Super El Niño pode encarecer alimentos e impactar a economia global

A formação de um ‘Super El Niño’ no Oceano Pacífico deve trazer consequências que vão além das alterações climáticas. O fenômeno tem potencial para gerar impactos significativos na economia, afetando a produção agrícola, os preços ao consumidor e os custos públicos para a recuperação de áreas atingidas por desastres naturais.

Historicamente, os anos sob a influência do El Niño são marcados pela escassez de produtos agrícolas e pela alta de preços. Esse cenário ocorre porque a incidência de secas severas, enchentes e ondas de calor prejudica as lavouras, resultando em perdas expressivas na produção total.

Esses reflexos chegam diretamente ao bolso do consumidor final. Com a redução da oferta de diversos alimentos, a tendência é que os preços subam, aumentando a pressão sobre o custo de vida e contribuindo para a inflação.
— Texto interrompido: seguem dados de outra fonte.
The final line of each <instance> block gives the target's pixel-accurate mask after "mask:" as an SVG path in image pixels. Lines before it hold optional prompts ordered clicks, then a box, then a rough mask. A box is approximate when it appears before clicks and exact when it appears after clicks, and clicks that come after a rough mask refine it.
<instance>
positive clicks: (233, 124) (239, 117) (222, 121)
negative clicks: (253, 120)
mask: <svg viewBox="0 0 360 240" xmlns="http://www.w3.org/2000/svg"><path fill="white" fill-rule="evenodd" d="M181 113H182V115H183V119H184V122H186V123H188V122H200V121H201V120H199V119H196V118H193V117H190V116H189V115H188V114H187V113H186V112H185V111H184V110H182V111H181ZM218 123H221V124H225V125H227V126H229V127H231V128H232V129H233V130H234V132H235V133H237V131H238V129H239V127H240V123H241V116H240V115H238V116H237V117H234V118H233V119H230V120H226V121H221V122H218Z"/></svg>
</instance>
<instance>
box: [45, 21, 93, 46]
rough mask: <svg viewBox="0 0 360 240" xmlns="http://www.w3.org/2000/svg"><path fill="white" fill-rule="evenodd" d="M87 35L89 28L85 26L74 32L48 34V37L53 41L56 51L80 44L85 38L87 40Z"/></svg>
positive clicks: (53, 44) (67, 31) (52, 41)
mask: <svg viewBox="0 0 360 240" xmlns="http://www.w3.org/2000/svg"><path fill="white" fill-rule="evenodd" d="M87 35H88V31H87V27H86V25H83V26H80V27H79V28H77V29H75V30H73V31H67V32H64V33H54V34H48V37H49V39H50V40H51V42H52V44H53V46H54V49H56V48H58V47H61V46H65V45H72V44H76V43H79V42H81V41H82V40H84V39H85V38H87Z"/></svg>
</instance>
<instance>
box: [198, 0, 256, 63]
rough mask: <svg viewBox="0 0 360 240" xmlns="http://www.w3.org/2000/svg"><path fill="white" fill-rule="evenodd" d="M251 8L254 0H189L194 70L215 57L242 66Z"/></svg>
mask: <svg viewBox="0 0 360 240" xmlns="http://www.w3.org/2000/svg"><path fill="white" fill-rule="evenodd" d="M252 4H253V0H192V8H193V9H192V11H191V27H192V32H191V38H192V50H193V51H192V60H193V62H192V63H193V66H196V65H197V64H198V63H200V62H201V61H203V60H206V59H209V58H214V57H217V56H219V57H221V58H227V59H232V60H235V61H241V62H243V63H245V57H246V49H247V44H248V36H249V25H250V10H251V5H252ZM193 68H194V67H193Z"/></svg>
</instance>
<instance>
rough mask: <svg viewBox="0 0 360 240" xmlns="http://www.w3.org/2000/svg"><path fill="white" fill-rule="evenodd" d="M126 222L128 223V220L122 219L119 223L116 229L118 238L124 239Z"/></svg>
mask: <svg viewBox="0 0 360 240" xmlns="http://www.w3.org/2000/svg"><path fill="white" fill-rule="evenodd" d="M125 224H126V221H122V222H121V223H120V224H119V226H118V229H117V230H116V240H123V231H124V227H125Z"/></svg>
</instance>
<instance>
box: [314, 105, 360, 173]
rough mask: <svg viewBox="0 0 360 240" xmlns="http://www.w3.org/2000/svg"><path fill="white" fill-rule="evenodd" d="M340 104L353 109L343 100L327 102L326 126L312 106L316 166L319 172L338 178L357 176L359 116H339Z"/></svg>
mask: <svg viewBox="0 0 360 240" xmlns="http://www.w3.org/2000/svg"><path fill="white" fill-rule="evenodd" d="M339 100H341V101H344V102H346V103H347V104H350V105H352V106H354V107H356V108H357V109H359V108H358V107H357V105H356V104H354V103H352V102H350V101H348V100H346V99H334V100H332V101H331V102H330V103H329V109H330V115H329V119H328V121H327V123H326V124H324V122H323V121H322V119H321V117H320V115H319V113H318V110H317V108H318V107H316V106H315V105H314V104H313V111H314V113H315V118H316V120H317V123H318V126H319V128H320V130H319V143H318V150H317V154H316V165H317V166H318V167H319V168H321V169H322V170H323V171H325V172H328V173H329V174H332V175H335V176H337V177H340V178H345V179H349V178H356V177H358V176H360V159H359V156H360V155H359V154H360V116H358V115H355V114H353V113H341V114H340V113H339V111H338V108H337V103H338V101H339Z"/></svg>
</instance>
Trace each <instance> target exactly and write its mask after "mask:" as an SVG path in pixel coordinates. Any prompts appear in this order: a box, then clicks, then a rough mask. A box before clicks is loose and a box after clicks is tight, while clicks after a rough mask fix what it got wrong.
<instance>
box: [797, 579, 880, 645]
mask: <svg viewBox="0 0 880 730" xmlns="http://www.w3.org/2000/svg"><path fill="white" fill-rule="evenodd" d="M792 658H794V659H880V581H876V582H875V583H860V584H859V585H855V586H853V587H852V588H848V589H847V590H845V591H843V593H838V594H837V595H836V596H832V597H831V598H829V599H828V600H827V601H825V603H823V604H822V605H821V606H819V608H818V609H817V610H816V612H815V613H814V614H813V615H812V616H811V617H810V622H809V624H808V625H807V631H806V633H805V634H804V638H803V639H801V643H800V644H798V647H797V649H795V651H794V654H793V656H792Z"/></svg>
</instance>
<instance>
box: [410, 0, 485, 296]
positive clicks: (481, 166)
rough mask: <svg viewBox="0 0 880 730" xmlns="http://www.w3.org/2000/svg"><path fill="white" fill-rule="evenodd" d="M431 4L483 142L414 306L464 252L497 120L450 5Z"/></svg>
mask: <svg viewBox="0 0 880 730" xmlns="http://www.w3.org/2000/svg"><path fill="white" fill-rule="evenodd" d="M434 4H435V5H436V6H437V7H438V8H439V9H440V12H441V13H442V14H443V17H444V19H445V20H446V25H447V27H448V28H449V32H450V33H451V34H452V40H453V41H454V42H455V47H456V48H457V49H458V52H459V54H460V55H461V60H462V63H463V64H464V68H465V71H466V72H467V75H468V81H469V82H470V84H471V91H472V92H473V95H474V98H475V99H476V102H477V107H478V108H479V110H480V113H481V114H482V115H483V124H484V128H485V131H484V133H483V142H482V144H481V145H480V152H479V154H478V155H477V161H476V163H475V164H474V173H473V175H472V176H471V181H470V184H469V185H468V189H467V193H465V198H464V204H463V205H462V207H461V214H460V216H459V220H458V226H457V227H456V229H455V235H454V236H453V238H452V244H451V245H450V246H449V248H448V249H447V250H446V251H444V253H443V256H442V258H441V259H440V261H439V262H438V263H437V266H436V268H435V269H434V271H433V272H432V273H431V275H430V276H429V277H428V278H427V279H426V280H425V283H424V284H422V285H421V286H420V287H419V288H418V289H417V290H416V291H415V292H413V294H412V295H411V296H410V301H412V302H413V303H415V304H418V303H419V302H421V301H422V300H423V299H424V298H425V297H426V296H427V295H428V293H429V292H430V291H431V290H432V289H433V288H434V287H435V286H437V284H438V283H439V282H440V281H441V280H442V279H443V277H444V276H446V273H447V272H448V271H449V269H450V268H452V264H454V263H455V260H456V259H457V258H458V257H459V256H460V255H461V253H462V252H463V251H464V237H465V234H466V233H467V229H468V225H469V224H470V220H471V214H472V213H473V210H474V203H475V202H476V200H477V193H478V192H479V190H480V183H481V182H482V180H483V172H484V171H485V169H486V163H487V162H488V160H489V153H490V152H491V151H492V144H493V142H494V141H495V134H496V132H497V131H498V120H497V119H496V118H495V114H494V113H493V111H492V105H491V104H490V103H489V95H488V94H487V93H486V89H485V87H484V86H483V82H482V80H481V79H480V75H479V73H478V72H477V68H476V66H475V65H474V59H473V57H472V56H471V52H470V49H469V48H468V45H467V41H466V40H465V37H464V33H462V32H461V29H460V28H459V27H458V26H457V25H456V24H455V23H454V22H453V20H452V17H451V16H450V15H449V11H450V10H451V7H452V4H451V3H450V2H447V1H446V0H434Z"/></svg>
Os danos econômicos, contudo, não se limitam ao setor do agronegócio. Eventos climáticos extremos podem destruir rodovias, residências e outras infraestruturas essenciais, demandando vultosos investimentos para a reconstrução.

Estima-se que os prejuízos acumulados por secas, inundações e calor extremo já alcancem a casa dos trilhões de dólares em escala global.

No Rio Grande do Sul, como exemplo, as chuvas ocorridas em 2024 causaram mais de 100 deslizamentos em um trecho de 20 quilômetros de estrada. O custo para a reconstrução da via foi estimado em R$ 700.000.000,00, e a obra ainda permanecia em execução dois anos depois.

Além dos gastos diretos com obras de infraestrutura, empresas e produtores rurais enfrentam perdas financeiras devido à interrupção de suas atividades e à queda na produtividade.

A combinação entre a menor oferta de alimentos e o aumento dos gastos governamentais e privados para reparar danos estruturais pode pressionar a economia. Quando a produção agrícola cai, os preços sobem; simultaneamente, recursos que poderiam ser investidos em outras áreas são destinados à reconstrução de instalações e estradas.

Especialistas alertam que esse conjunto de fatores pode comprometer o crescimento econômico mundial. O ciclo de impacto ocorre em etapas: o clima extremo prejudica a colheita, a baixa oferta encarece a comida e a destruição da infraestrutura eleva os custos de recuperação.

O El Niño é um fenômeno global. O aquecimento das águas do Pacífico altera a circulação atmosférica, provocando efeitos em diversas regiões do planeta. No episódio atual, cientistas destacam que o fenômeno ocorre em um mundo já aquecido pelo aquecimento global.

As previsões indicam uma probabilidade superior a 90% de um El Niño muito forte, com pico esperado para dezembro e intensidade elevada durante o primeiro semestre de 2027.

Embora ainda não seja possível precisar os impactos econômicos regionais, as previsões devem se tornar mais exatas conforme o fenômeno avance. Por ora, o ‘Super El Niño’ é visto como um desafio climático e uma ameaça real à segurança alimentar, à infraestrutura e à estabilidade econômica global.